The most devastating factor in the drop in cotton prices has been the monumental collapse of China’s mill use. Between 2000/01 and 2007/08, China’s mill use more than doubled. In this marketing year, it will drop for the first time in 10 years.

“I don’t think it’s just a coincidence that the commodity collapse came at essentially the same time as the Olympics,” said Nicosia. “China had such a huge build up going into the Olympics — for buildings, for roads, for food, for infrastructure — all that climaxed leading up to the Olympics. When the Olympics were over, that was pretty much it.”

“The recession is the driver of cotton demand now. We’ve taken the food for fuel storm and have set it aside,” he continued. “Yet since the seizing up of the financial markets in October, the impact on cotton consumption has been very pronounced.”

Hope, Recovery, Expectations

Nicosia said that, as far as cotton use is concerned, recessions are usually followed by long, sustained recoveries. Demand usually returns to pre-recession highs.

For example, following the 1973 to 1975 recession, fiber demand rose 17% in 1976 and another 2% in 1977. Following the 1981/82 recession, demand rose 21% in 1983 and another 7% in 1984. “In every year after a recession, with the exception of 1980, we had at least a 10% increase in consumption,” said Nicosia.

If there is a positive to the recession and lower acreage, it is that mills stocks are at extremely low levels and the supply pipeline is virtually empty. If demand returns to pre-recession levels, there will be at least a 6 million bale shortfall, according to Nicosia.

Another important element of last year is the resurgence of government involvement in controlling cotton crops. China has begun purchases of 12.5 million bales for the state reserve, added to an old crop reserve of 5 million. “That means they are buying just under 150,000 bales a day for their reserve,” Nicosia said. “That means they are buying just under 1 million bales every week for their reserve. That’s a phenomenal amount of cotton.”
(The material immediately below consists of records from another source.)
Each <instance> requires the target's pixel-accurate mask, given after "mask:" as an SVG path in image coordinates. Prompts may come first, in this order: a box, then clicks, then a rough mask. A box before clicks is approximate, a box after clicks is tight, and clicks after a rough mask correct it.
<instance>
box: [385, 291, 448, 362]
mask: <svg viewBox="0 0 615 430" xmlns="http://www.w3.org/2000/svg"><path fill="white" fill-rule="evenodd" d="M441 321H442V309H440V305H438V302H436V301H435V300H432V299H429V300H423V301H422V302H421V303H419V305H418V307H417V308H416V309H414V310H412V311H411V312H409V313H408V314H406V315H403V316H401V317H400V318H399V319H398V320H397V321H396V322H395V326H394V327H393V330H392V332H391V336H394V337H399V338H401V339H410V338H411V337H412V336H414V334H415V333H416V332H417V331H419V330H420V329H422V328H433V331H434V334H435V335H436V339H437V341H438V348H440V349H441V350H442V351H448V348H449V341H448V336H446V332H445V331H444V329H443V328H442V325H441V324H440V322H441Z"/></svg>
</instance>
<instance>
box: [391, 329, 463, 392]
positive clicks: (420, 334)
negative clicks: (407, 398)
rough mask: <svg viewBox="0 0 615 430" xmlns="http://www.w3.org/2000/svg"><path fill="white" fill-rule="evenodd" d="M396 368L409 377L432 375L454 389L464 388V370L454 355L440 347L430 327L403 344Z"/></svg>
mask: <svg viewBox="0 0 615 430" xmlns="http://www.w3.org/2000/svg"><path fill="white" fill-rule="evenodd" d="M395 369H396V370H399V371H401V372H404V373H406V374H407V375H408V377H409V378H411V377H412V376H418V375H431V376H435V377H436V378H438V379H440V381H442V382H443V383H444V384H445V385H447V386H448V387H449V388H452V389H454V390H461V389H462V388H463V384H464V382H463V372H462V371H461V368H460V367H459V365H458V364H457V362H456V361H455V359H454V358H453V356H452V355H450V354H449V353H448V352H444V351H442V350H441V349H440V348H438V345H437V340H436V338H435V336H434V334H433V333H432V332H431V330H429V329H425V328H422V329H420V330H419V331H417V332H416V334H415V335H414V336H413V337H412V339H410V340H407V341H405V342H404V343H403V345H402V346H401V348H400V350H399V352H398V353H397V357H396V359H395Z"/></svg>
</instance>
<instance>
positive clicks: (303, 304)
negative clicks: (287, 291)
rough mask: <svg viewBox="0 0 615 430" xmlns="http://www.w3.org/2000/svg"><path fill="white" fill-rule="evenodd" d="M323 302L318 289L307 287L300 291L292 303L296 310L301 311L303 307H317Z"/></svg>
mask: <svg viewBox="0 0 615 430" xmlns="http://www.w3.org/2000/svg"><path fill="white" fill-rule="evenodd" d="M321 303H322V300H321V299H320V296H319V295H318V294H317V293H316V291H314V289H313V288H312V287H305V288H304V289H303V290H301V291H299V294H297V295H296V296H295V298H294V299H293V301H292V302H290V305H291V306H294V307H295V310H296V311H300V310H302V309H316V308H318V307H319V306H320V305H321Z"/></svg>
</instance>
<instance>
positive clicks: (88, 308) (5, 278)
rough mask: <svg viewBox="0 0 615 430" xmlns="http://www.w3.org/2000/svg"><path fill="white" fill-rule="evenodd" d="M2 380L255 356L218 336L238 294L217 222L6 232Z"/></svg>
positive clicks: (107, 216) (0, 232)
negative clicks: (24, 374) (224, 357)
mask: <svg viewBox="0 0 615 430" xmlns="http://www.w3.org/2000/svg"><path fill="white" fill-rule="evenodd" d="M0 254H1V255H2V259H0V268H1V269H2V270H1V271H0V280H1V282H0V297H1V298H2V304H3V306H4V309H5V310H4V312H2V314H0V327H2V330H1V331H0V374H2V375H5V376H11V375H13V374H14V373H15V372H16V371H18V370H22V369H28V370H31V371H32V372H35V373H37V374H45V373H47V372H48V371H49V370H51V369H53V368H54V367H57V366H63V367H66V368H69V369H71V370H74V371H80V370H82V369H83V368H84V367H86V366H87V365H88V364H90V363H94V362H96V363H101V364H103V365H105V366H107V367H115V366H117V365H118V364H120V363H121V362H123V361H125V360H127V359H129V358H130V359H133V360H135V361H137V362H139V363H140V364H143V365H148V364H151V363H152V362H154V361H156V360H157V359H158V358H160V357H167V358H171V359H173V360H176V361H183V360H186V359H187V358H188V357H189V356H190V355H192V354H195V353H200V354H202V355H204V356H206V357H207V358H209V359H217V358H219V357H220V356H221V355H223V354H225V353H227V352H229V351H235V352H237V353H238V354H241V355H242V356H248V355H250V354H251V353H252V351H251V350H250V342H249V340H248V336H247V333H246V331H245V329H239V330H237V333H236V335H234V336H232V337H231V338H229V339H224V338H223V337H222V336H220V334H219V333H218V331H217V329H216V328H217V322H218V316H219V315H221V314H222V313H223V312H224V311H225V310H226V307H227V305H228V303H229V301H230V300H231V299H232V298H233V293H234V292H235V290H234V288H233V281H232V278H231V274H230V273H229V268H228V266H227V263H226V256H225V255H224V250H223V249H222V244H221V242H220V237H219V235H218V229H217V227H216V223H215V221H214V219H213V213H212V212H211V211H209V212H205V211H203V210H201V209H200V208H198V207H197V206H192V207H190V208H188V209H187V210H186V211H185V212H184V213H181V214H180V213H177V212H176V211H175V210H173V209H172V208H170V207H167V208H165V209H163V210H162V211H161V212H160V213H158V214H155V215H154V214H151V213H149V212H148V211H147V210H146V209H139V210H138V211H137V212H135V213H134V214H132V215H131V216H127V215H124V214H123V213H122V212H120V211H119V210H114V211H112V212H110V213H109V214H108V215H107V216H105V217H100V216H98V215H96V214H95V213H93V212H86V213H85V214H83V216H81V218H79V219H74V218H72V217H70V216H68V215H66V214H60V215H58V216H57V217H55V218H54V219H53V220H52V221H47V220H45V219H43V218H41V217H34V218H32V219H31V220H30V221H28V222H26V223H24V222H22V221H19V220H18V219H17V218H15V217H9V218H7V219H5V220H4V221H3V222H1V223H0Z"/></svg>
India has been U.S. cotton’s biggest competitor, but India finds itself in a dilemma with national elections and the collapse in world cotton prices. The Indian government is facing the problem of propping up the millions of people involved in the cotton industry, so the government is purchasing cotton directly from farmers through the Cotton Corporation of India, the governmental marketing organization, and the Maharashtra Cotton Federation, a grower cooperative marketing organization, at a high minimum support price.
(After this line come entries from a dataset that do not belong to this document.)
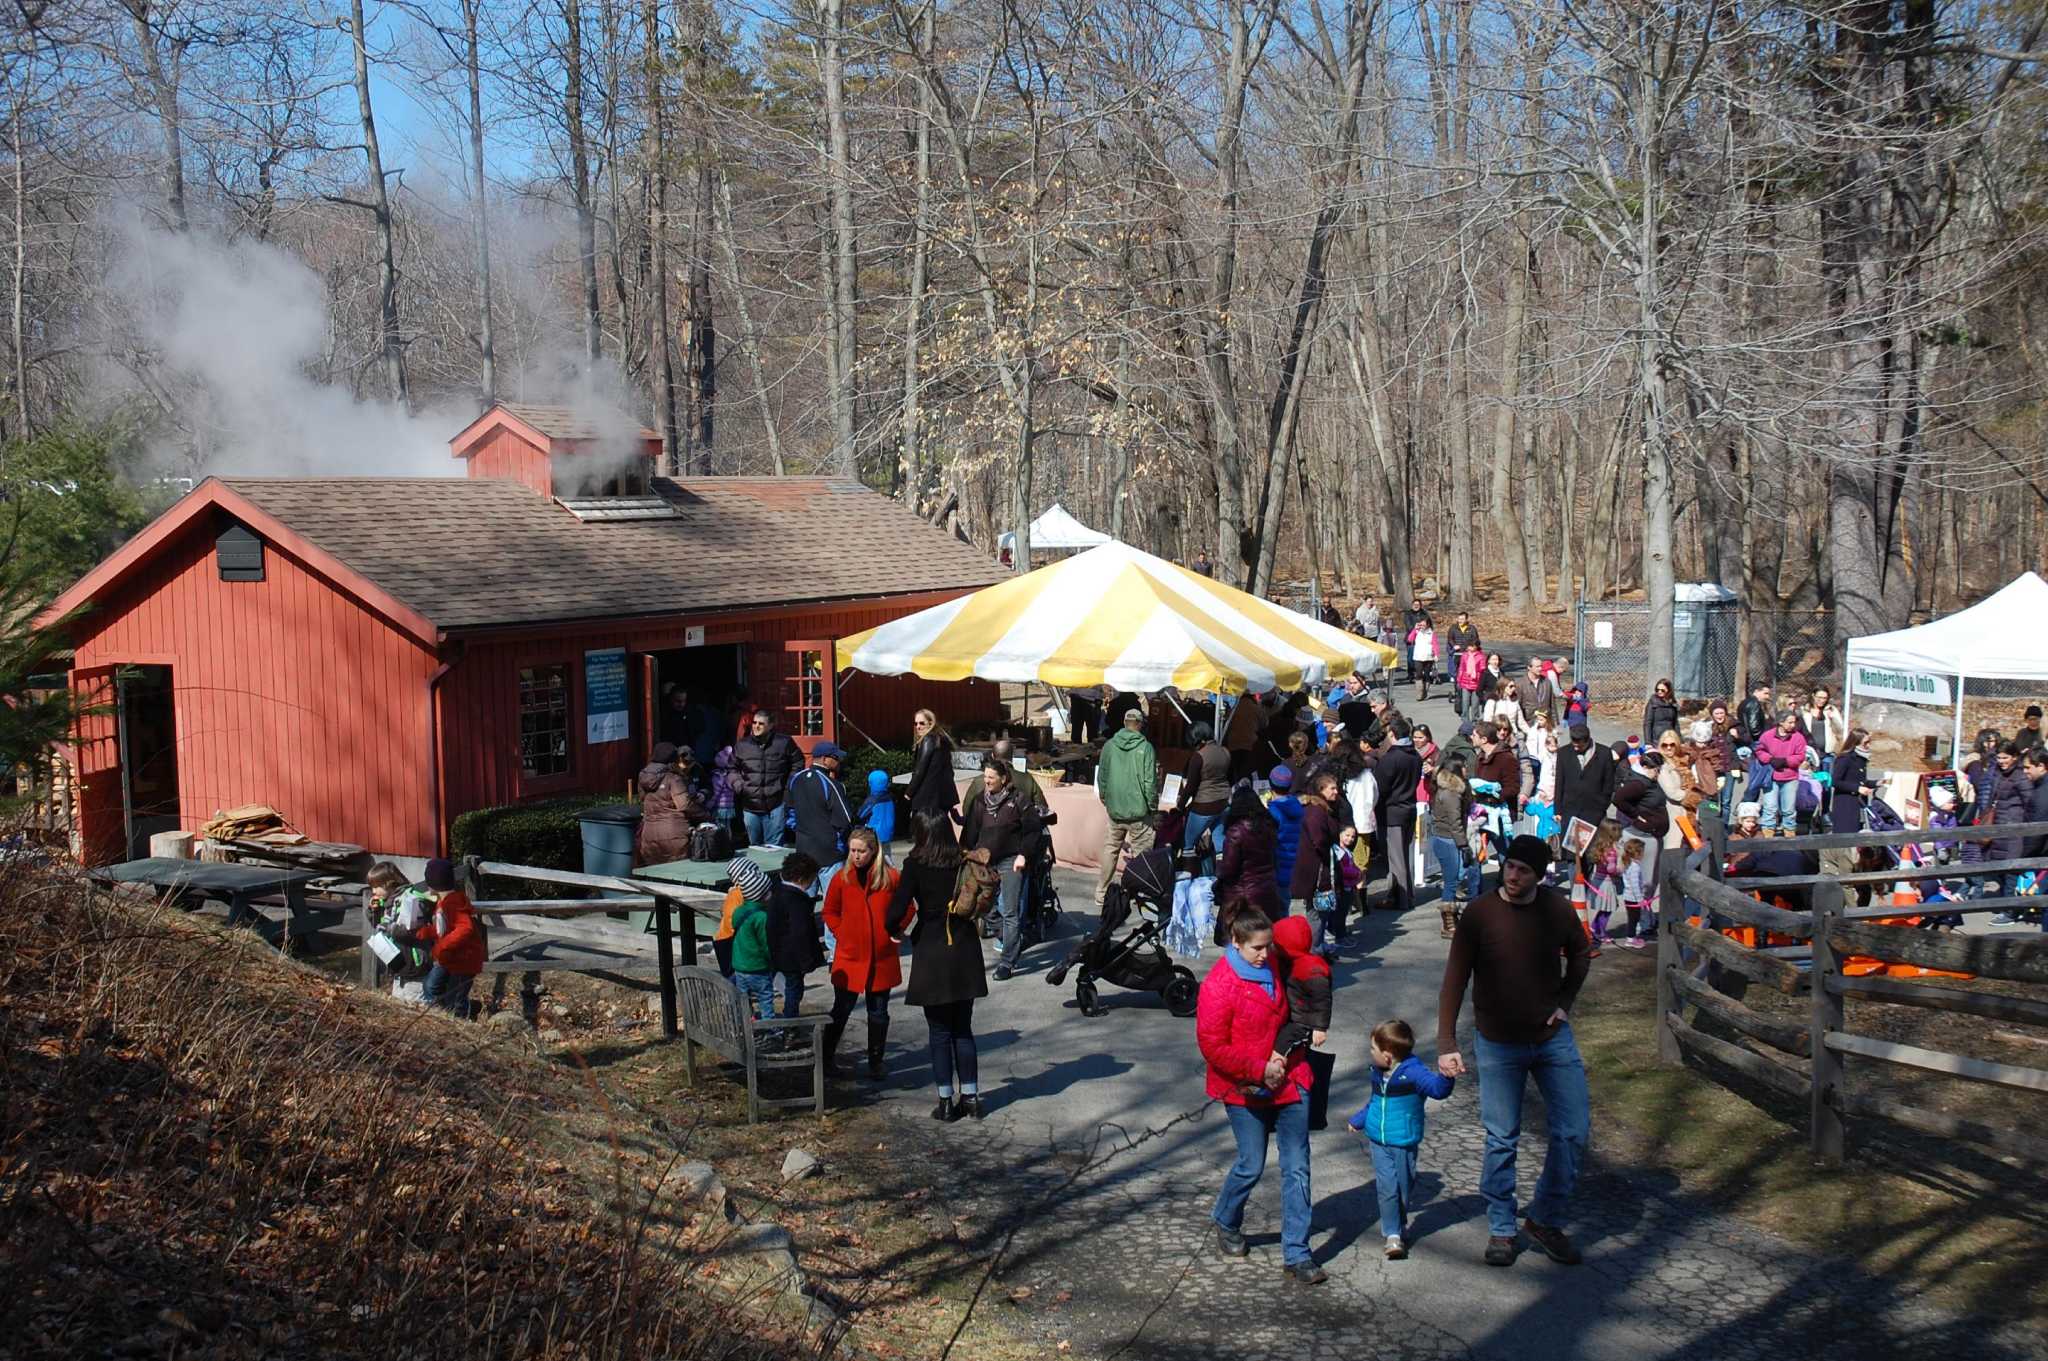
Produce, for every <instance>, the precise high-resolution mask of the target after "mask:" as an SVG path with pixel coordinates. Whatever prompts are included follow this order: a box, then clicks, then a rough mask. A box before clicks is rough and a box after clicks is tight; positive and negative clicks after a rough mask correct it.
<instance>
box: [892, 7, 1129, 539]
mask: <svg viewBox="0 0 2048 1361" xmlns="http://www.w3.org/2000/svg"><path fill="white" fill-rule="evenodd" d="M936 14H938V4H936V2H932V4H926V6H924V14H922V16H920V23H918V43H920V47H922V51H926V53H930V51H932V43H934V41H936V33H934V29H936ZM915 145H918V149H915V162H918V168H915V178H918V209H915V213H918V215H915V219H913V221H911V225H909V231H911V237H909V301H907V315H905V317H903V415H901V432H899V444H901V446H899V452H897V483H899V485H901V487H905V489H907V495H909V503H911V506H915V503H918V497H922V495H924V375H922V368H924V313H926V297H924V295H926V291H928V289H930V284H932V86H930V84H928V82H924V80H920V82H918V135H915ZM1110 536H1112V538H1114V530H1112V532H1110Z"/></svg>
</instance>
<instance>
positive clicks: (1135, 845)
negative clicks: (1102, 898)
mask: <svg viewBox="0 0 2048 1361" xmlns="http://www.w3.org/2000/svg"><path fill="white" fill-rule="evenodd" d="M1096 792H1098V794H1100V796H1102V810H1104V813H1108V815H1110V825H1108V829H1106V831H1104V833H1102V868H1100V870H1096V907H1102V894H1106V892H1108V890H1110V878H1112V876H1114V874H1116V860H1118V858H1120V855H1124V853H1130V855H1139V853H1143V851H1149V849H1151V841H1153V821H1155V819H1157V813H1159V753H1157V751H1153V745H1151V743H1149V741H1145V710H1141V708H1133V710H1126V712H1124V727H1120V729H1116V733H1114V735H1112V737H1110V741H1106V743H1102V765H1100V767H1098V772H1096Z"/></svg>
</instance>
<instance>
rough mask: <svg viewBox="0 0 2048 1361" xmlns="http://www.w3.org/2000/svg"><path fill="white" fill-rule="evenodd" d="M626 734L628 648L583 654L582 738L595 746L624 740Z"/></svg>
mask: <svg viewBox="0 0 2048 1361" xmlns="http://www.w3.org/2000/svg"><path fill="white" fill-rule="evenodd" d="M629 735H631V722H629V718H627V649H623V647H606V649H600V651H594V653H584V741H586V743H588V745H592V747H594V745H598V743H623V741H625V739H627V737H629Z"/></svg>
“Because we had prices pretty high during the year, they set their price high,” said Nicosia. “About the time they did it, world prices collapsed. Now India finds itself in the situation where they either have to go back and lower their price to the farmer — the last thing they want to do with elections coming up — or they have to suck it up and start buying. And that’s what they did.”

India, he predicted, will have to buy between 10 and 12 million bales at prices substantially above the market.

The Over-Supply Solution

In the U.S., the entire 2008 crop has either gone into the loan or sold with the grower collecting loan deficiency payments. But for the long-term health of the industry, only acreage reductions and/or increases in demand will solve the over-supply problems. Some planting intentions reports have pegged U.S. Upland acreage at less than 8 million. Planting intentions from China are showing a 15% to 20% drop in acreage. And China is in an intense food versus fiber fight.

Obviously this crop year in the U.S. begins with enormous uncertainty. What will have to be answered as this year’s crop goes into the ground are two questions: What will the price of cotton have to be for it to increase acres over grains planting? Or how far will grain prices have to fall for cotton at loan value to be more profitable than grains?

“When pessimism is great in the spring and it takes planted acreage away around the world, prices do respond,” Nicosia said.

“If that 5.4 million U.S. carryover goes back to 8 million because the crop comes in at 16 million, or exports drop to 10 million, then here we go again,” he says. But while the demand for cotton seems weak right now, he believes recovery, when it comes, will be sharp. “But if the recession has contracted the demand so greatly and emptied the pipeline so quickly, a rebound will come equally as quick.”